Researchers at Google’sProject Zero team have uncovered what it says are a series of critical vulnerabilities in Symantec’s antivirus products that are “as bad as it gets”, claiming the company really “dropped the ball.”
Flaws were found in Symantec’s core engine which is shared across a range of Symantec and Norton security products, including Norton Security; Symantec Endpoint Protection; Symantec Email Security; Symantec Protection Engine; and Symantec Protection for SharePoint Servers.
Symantec products across all platforms are said to be affected.
“They don’t require any user interaction, they affect the default configuration, and the software runs at the highest privilege levels possible. In certain cases on Windows, vulnerable code is even loaded into the kernel, resulting in remote kernel memory corruption.”
And he warned that while some of the affected programs cannot be automatically updated, which means that system administrators must take immediate action to protect their networks.

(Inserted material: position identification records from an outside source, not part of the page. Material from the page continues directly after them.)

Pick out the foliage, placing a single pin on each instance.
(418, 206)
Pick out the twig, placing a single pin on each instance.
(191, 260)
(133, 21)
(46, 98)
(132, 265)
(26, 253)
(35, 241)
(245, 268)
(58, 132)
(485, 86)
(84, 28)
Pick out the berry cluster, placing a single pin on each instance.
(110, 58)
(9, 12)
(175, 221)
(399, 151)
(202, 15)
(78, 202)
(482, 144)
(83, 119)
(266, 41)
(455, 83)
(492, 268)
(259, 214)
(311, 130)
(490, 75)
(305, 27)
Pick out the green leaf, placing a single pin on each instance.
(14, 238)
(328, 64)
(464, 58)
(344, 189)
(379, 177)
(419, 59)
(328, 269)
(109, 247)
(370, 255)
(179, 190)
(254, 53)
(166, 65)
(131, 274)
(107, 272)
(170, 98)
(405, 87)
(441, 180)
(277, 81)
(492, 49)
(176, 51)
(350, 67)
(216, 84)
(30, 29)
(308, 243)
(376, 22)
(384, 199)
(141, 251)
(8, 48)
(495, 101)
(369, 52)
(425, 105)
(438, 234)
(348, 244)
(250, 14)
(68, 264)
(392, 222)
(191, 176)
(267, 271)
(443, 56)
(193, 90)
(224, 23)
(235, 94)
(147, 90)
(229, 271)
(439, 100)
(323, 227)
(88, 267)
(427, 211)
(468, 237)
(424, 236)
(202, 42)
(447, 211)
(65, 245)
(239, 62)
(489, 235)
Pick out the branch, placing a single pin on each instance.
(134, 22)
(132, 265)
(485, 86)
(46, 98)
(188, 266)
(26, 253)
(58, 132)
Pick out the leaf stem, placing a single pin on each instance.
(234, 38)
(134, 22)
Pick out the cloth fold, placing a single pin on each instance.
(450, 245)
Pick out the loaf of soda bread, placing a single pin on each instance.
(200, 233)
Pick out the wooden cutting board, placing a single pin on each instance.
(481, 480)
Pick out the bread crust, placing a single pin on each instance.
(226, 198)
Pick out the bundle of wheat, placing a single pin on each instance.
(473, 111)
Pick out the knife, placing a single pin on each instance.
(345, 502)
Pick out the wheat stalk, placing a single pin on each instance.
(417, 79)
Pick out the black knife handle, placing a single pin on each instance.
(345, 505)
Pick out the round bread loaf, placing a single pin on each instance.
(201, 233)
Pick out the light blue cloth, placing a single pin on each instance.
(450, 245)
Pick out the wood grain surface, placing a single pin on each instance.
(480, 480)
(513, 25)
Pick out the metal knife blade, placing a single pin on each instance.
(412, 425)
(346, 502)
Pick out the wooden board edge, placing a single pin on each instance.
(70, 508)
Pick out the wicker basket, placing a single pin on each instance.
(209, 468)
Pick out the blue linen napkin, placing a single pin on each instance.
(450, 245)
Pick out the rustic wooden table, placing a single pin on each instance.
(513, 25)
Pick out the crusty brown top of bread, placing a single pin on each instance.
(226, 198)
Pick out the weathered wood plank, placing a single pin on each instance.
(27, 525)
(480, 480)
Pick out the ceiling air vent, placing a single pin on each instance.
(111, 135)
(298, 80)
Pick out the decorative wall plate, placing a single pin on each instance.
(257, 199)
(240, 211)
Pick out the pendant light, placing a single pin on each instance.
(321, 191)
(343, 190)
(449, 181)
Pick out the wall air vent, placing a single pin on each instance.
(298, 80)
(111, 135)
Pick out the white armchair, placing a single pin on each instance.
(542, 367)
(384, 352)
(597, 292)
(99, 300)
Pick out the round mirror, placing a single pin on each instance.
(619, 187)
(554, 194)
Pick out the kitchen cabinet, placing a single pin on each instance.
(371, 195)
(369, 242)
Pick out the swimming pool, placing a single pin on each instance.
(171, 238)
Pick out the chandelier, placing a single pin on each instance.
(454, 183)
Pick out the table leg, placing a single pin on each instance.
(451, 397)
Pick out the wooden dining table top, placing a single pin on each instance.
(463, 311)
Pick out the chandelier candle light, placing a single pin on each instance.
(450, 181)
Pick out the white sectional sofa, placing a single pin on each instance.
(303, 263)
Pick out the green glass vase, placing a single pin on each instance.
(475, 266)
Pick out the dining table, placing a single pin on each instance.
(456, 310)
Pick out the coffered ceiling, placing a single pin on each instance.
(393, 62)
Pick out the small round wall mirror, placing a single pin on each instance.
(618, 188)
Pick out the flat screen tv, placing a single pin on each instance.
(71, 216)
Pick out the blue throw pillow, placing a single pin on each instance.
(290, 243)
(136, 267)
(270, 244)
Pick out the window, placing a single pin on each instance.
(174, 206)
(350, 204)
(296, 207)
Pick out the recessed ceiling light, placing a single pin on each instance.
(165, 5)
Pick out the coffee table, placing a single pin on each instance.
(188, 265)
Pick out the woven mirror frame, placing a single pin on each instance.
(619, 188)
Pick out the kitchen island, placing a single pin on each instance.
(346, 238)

Symantec meanwhile has fixed the flaws and has published advisories for its customers, available here.
The tone of Ormandy’s blog post is unusually harsh and he pulled no punches when describing the flaws in Symantec’s products, and said the vendor had “cut corners” when it decided to use unpackers in the kernel.
And Ormandy slated Symantec for failing to conduct vulnerability management.
“Symantec dropped the ball here. A quick look at the decomposer library shipped by Symantec showed that they were using code derived from open source libraries like libmspack and unrarsrc, but hadn’t updated them in at least 7 years.”
“Dozens of public vulnerabilities in these libraries affected Symantec, some with public exploits. We sent Symantec some examples, and they verified they had fallen behind on releases.”
The tone of Project Zero may raise some eyebrows in security circles, but Project Zero has had something of a controversial past.
It won little friends when it decided to automatically publish zero-day vulnerabilities discovered after 90 days, even if the vendor had not published a fix.
Microsoft hit out at Google for publishing details of two vulnerabilities arguing that such disclosures harmed end users by offering attackers information about potential flaws that could be exploited.
Google’s Project Zero security team also ruffled the feathers of Apple after it went public with a number of flaws with Apple’s Mac OS X operating system, after the iPad maker failed to respond with fixes.
In February 2015, Project Zero pledged to offer up to two weeks grace if a vendor notifies the search giant that a patch is in the works.